6. It can be seen from the data provided that the shareholders have seen a steady rise the value of their shares with each passing year:
While in 2009, the shareholders basic value was 1.78, it increased to 2.07 in 2010, while rising further to 2.56 in 2011 -- this is a 43.8 percent rise in a span of three years. In order to continue with the same rise, while the company is steadily increasing its revenues, it needs to work on reducing the operating and selling costs. Further by focusing on either improving its interactive media unit or closing this unit, the company will automatically see a rise in its revenues, while reducing the overall operating costs. This will show in the balance sheet and enhance the shareholder value further.
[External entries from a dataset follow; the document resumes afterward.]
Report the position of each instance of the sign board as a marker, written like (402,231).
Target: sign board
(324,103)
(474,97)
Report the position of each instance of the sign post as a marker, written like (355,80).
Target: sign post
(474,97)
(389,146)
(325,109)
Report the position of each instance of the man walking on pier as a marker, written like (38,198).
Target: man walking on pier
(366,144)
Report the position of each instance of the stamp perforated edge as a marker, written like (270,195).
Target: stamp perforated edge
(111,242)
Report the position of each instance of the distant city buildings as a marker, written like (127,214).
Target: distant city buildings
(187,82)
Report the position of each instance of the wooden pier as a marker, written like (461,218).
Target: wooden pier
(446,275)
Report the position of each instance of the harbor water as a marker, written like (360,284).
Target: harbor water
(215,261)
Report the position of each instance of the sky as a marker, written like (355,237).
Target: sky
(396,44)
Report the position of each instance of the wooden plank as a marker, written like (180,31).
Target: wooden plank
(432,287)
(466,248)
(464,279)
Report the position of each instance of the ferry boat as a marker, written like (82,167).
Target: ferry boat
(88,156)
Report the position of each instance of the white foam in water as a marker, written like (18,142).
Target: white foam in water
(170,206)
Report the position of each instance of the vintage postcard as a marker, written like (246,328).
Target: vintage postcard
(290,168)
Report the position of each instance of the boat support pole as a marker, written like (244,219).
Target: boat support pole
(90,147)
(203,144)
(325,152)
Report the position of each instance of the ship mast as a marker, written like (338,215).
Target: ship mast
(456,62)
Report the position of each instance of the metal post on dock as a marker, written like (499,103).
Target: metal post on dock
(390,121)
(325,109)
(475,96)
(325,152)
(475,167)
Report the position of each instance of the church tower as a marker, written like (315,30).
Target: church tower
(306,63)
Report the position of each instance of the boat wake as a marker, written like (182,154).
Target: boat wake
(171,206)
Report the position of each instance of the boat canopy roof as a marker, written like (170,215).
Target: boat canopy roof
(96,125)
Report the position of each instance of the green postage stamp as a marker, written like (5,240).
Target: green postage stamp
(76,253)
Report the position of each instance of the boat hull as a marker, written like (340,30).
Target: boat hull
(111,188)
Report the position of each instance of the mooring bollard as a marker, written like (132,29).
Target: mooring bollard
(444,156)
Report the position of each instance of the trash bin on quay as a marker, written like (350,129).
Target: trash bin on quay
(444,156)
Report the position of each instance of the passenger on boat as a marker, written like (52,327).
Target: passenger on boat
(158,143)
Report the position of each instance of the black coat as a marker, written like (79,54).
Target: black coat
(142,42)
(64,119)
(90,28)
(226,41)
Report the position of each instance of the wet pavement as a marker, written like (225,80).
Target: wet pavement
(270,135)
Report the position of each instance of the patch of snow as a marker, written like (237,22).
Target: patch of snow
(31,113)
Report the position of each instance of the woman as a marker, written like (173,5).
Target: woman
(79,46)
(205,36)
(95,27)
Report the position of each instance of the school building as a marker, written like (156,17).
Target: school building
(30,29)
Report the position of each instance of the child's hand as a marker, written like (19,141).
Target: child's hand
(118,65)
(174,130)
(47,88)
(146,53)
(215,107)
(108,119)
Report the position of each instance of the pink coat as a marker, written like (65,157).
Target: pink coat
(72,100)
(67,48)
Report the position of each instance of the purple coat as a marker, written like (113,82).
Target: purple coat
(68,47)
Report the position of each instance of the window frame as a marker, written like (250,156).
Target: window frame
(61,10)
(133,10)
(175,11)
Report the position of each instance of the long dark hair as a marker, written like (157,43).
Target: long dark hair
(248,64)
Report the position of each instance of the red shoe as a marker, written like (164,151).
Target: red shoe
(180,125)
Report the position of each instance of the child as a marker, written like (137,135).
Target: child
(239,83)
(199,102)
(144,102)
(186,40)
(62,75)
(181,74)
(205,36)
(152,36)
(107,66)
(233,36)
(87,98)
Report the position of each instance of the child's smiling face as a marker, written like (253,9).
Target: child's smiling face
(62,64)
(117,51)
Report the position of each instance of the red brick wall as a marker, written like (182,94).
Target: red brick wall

The fact is that Interactive Media division is showing consistent losses; even as the operating and selling costs are mounting high (it has risen from $959 million in 2010 to $1236 million in 2011). In terms of corporate strategy too, interactive media unit is not properly synced with the brand and hence cost and brand sharing aspects are not being utilized here. Unless strong steps are taken towards improving this particular unit, it would be wise for Disney to keep this unit on hold while focusing on the rest of the divisions.